Konieczność dokładnego określenia w umowie kwoty kredytu podlegającej zwrotowi mieści się w szerszym kontekście prawa zobowiązań, które wymaga dla powstania zobowiązania dokładnego oznaczenia świadczenia ( vide orz. SN z 01.04.2011 r., III CSK 206/10, OSNC - Zb. dodatkowy 2012, nr B, poz. 25, str. 8). Świadczenie w łączącym strony stosunku zobowiązaniowym powinno być oznaczone w chwili zawarcia umowy lub nadawać się do oznaczenia w okresie późniejszym. Tym niemniej kryteria, według których nastąpić ma ustalenie świadczenia, powinny być oznaczone już w chwili powstania danego stosunku zobowiązaniowego. […] W doktrynie wskazuje się, że pozostawienie jednej ze stron oznaczenia świadczenia jest dopuszczalne, jeżeli ma ona tego dokonać w sposób obiektywny (…). Gdyby bowiem oznaczenie świadczenia pozostawione zostało jednej ze stron, bez jakichkolwiek ograniczeń w tym zakresie, takie postanowienie umowne – jako sprzeczne
z art. 353 1 k.c. – byłoby nieważne, co pociągałoby zazwyczaj za sobą nieważność całego zobowiązania (tak: W. Borysiak, w: Komentarz do art. 353, K. Osajda (red.), Tom III A., Kodeks cywilny. Komentarz. Zobowiązania. Część ogólna, Warszawa 2017).

W obowiązującej na gruncie prawa polskiego konstrukcji zobowiązania umownego jako stosunku prawnego pomiędzy formalnie równorzędnymi podmiotami nie ma więc miejsca na przyznanie jednej ze stron zobowiązania możliwości jednostronnego, władczego oddziaływania na pozycję drugiej strony, a w szczególności na wysokość świadczenia albo kształt zobowiązania kontrahenta. Stanowisko takie zostało wyrażone w orzecznictwie już
w pierwszych latach obowiązywania art. 353 1 k.c.
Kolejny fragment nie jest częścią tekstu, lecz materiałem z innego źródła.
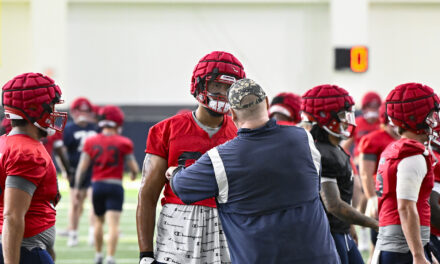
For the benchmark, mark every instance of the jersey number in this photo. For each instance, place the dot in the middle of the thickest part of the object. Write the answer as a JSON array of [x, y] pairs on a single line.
[[379, 185], [100, 151], [188, 158]]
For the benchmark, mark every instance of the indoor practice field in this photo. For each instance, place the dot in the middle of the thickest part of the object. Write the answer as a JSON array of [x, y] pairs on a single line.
[[127, 251]]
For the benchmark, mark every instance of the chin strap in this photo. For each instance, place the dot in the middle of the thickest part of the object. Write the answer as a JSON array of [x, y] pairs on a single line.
[[428, 148]]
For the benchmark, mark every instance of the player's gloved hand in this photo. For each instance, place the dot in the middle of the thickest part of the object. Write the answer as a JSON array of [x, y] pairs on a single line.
[[71, 174], [372, 207], [147, 258]]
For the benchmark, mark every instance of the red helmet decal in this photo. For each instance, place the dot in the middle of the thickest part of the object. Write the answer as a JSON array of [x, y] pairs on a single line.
[[371, 99], [287, 101], [32, 96], [111, 115], [409, 104], [323, 105], [383, 114], [219, 66], [82, 104]]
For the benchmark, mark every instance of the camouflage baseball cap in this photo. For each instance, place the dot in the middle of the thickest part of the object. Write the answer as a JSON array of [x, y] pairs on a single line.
[[243, 88]]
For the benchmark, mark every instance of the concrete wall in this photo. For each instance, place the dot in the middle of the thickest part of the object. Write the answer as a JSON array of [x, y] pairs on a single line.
[[143, 51]]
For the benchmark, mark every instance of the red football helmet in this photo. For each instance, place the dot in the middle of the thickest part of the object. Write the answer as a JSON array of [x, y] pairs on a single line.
[[32, 96], [371, 99], [217, 66], [331, 107], [81, 110], [413, 107], [111, 116], [382, 114], [288, 104], [81, 104]]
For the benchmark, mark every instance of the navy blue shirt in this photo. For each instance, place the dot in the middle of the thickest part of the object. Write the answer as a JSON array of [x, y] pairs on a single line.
[[74, 137], [266, 184]]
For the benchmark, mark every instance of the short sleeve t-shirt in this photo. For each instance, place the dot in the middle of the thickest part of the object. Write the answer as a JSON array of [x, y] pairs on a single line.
[[181, 141], [24, 157], [107, 153]]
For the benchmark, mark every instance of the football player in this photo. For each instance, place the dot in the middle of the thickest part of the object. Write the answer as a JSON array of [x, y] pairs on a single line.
[[107, 151], [330, 108], [188, 234], [5, 126], [75, 134], [28, 179], [434, 202], [285, 108], [370, 148], [405, 176], [366, 123]]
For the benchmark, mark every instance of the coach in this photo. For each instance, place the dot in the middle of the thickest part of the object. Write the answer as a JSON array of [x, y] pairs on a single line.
[[266, 184]]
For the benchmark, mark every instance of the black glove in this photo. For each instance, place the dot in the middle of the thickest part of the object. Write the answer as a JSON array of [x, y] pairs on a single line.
[[147, 258]]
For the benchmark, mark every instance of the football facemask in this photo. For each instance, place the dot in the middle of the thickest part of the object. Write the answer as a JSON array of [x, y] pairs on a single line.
[[218, 102], [344, 126]]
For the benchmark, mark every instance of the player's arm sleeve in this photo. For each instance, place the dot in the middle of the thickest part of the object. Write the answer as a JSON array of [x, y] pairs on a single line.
[[58, 140], [157, 141], [196, 182], [25, 171], [410, 174], [330, 170], [88, 147], [368, 149], [436, 187], [128, 150], [20, 183], [67, 138]]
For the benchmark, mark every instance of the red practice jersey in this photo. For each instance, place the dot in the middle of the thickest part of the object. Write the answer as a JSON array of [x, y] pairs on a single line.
[[285, 123], [362, 128], [27, 158], [434, 230], [386, 182], [373, 144], [107, 153], [181, 141]]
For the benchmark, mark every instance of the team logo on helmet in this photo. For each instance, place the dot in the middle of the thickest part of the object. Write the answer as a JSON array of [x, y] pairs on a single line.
[[33, 96], [413, 107], [219, 67], [331, 107], [111, 116], [288, 104]]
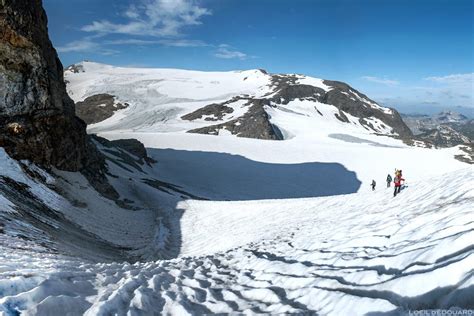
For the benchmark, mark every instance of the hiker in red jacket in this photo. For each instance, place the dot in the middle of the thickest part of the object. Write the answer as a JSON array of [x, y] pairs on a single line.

Przywołać należy tu uchwałę składu
7 sędziów Sądu Najwyższego z 22 maja 1991 r., sygn. III CZP 15/91 ( OSNCP 1992/1/1),
w której stwierdza się, że: „za sprzeczne z naturą umowy gospodarczej należy uznać pozostawienie w ręku jednej tylko strony możliwości dowolnej zmiany jej warunków”. Poglądy takie wyrażane są również w nowszym orzecznictwie. W wyroku z 22 maja 2014 r., sygn. IV CSK 597/13 ( Legalis nr 1067184) Sąd Najwyższy wskazał, że: „nie zasługuje na aprobatę pogląd uznający dopuszczalność przyznania wyłącznie jednej stronie stosunku zobowiązaniowego możliwości zmiany warunków umowy”. Wyrok ten o tyle zasługuje na uwagę, że dotyczy dowolności ustalania przez jedną ze stron umowy cennika stanowiącego podstawę ustalenia wysokości odpłatności za świadczenia drugiej strony. Sytuacja jest więc analogiczna do będącego przedmiotem sporu w niniejszej sprawie przypadku ustalania przez bank tabeli kursów, stanowiącej podstawę ustalenia wysokości świadczenia ze strony przedsiębiorcy na rzecz konsumenta. W wyroku Sądu Apelacyjnego w Warszawie z dnia
10 października 2017 r., sygn. akt VI ACa 726/16 ( Legalis nr 1768469) sąd ten wskazał, że „umowa, w której jedna ze stron może dowolnie wpływać na zakres własnego zobowiązania, nie mieści się w granicach swobody umów, zaprzeczając istocie (naturze) stosunku obligacyjnego, w rozumieniu art. 353 1 k.c.”.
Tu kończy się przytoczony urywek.